Salt Licks 2000 - 22 1999- 2004. A body of work broken in to several different angles and approaches. It was initially centered on me trying to make art while doing as little as possible, in lessening the authorship or the amount of hands-ons it takes to make an artwork. Truth was, I was working full-time and needed to have my art-making look after itself. My goal was to be "hands-off". Not long after the idea, a memory of me as a boy working on a farm came to mind, and that work entailed many thing, one being giving salt to the horses. And so I investigated.
Salt Lines, ocean currents on animal salt licks, Confederation Center, PEI, 2003
Salt Licks in progress, 2000, 01
Salt Licks, 25 animal salt blocks, Layer Painting, University of Manitoba Arty Gallery, 2003
Salt Licks, Crystal Licks, Video installation, Art Gallery of Yorkton, Saskatewan, Can, 2004
Ocean Licked, video still, loop, 2003
Licks by Lake, earthwork, Maclaren Art Gallery, Ont. Can, 2004
Na- Sodium Chloride (salt)- excess leads to hypertension or heart disease. Causes a loss of potassium to be lost in the urine. Aids in nerve and muscle functioning.
Urine – waste material that is secreted by the kidney, is rich in end products of protein, metabolism together with salts and pigments, and forms a clear amber and usually slightly acid fluid in mammals.
Potassium- works with sodium to regulate the body’s water balance /helps dispose of the body’s waste and assists in sending oxygen to the brain.
Cobalt- a mineral which is part of B12, is essential for red blood cells / prevents anemia (too much can enlarge thyroid gland).
Copper – converts the body’s iron to hemoglobin; aids in the pigmenting of hair and skin.
Chlorine - regulates blood alkaline- aids in digestion; prevents loss of hair and teeth. Iodine – influences the thyroid, controls weight and mental reaction time, promotes growth. (Craving salt can indicate a thyroid iodine deficiency). H20 – water- the major constituent of all living material.

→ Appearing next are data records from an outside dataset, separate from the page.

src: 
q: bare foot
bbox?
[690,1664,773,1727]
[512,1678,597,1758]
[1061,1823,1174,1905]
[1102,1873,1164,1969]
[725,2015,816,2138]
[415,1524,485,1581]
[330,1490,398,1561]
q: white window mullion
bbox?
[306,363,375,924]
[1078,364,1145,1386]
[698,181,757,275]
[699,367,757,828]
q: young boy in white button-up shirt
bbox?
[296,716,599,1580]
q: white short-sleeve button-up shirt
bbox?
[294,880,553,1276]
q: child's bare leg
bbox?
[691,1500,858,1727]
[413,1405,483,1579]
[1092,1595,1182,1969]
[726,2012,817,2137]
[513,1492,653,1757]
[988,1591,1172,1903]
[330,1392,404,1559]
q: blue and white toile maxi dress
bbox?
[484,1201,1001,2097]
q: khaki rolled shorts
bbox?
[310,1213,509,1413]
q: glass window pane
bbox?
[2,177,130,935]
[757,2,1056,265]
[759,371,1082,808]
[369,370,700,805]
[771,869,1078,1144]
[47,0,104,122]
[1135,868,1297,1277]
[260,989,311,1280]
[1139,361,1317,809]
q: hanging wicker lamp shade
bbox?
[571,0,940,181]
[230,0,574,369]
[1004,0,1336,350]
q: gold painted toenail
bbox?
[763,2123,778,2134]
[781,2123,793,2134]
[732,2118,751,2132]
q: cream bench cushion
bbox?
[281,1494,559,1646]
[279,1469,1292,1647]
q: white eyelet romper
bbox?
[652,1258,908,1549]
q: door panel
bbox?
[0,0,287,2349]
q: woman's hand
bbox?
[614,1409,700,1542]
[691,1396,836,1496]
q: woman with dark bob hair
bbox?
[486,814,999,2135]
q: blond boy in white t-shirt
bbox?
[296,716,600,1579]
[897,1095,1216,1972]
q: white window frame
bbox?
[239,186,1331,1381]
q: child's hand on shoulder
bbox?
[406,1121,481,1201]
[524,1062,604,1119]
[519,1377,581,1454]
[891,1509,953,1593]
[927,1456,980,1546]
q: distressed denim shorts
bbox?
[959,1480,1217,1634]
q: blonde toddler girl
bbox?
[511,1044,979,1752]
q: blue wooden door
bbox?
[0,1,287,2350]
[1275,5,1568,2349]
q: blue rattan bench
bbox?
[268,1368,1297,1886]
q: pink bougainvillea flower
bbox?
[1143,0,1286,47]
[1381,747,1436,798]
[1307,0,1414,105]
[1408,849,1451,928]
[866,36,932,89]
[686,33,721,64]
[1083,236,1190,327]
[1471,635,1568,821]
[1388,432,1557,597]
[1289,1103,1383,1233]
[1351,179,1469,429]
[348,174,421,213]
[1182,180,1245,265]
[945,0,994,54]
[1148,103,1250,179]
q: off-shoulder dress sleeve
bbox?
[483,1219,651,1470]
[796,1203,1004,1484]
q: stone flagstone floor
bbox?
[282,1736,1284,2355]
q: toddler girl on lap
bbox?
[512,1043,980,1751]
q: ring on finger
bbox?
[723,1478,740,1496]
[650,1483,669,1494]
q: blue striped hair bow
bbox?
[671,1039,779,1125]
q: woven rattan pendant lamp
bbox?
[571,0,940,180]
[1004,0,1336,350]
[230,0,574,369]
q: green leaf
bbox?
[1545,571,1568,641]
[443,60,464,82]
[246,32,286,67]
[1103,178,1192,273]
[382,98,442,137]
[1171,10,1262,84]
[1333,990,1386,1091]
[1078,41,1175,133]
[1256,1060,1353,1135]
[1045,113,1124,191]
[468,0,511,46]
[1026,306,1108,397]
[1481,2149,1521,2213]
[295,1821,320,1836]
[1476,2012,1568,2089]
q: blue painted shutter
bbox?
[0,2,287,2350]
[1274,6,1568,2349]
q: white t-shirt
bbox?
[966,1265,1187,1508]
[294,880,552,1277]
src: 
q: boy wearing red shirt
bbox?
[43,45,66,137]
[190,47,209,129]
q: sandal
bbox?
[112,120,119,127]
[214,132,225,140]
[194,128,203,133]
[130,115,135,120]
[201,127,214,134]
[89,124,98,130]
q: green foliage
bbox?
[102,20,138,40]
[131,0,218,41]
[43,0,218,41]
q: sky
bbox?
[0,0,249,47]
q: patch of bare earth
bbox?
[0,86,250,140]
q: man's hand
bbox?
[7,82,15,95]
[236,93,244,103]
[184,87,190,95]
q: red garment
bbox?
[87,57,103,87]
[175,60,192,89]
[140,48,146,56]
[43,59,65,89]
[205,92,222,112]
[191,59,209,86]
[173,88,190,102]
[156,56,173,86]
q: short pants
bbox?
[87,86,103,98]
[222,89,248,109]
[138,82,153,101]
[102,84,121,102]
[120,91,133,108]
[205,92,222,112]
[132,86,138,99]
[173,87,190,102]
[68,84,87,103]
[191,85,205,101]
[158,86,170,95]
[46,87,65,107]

I began working with saltlicks in 1998. My first insight into the chosen medium was discovered while carrying individual saltblocks (over 1 ton in total) into my studio, all during a heat wave in June of that year. I carried each block up a flight of stairs and not surprisingly, started sweating profusely. As straightforward as this might sound, It came as a very physical experience… carrying salt while sweating, was a physical, but even more metaphysical. I wiped my brow and tasted the salt that poured off it. At that moment I decided to explore the functionality of salt as an absolute necessity to a continuation of our existence – biologically and geologically. Salt has been mined for a thousand years. Its relationship to the health of mankind is essential and historically, its relationship to world economics has been enormous. The Romans used it as currency for its soldiers and the Egyptians used it as an essential ingredient for embalming. Greeks used it to line ceramic containers that preserved food (and so invented edible olives). With out it, food of all kinds would not be sustainable. Countries have been won and lost over salt. My artistic interest in salt is not to trace its history (author Mark Kurlansky’s best-selling novel entitled Salt does it far better than I could). The varied elements found in saltblocks for animals are akin to a multi-vitamin - in that they contain trace minerals. The blue licks contain cobalt, the brownish ones contain iron oxide, others are trace mineral. White saltlicks are stand-alone salts. What I am able to achieve in working with saltlicks is integrate the history of salt with a type of entropic approach of sculpture making. The methods range from animals (licking), the erosion achieved through weather; I’ve used lakes and the Atlantic ocean (tide, water-dissolving), as well as ‘humans’ (gunfire, hydrochloric acid, pressure washer) that allow natural process in a collaborative manner. The medium of salt contains histories and various types of erosion create an exchange of natural resources (via licking, tides, etc.) between the land, the sea and between animals (humanity). Deficiencies in salt are critical, in most every way.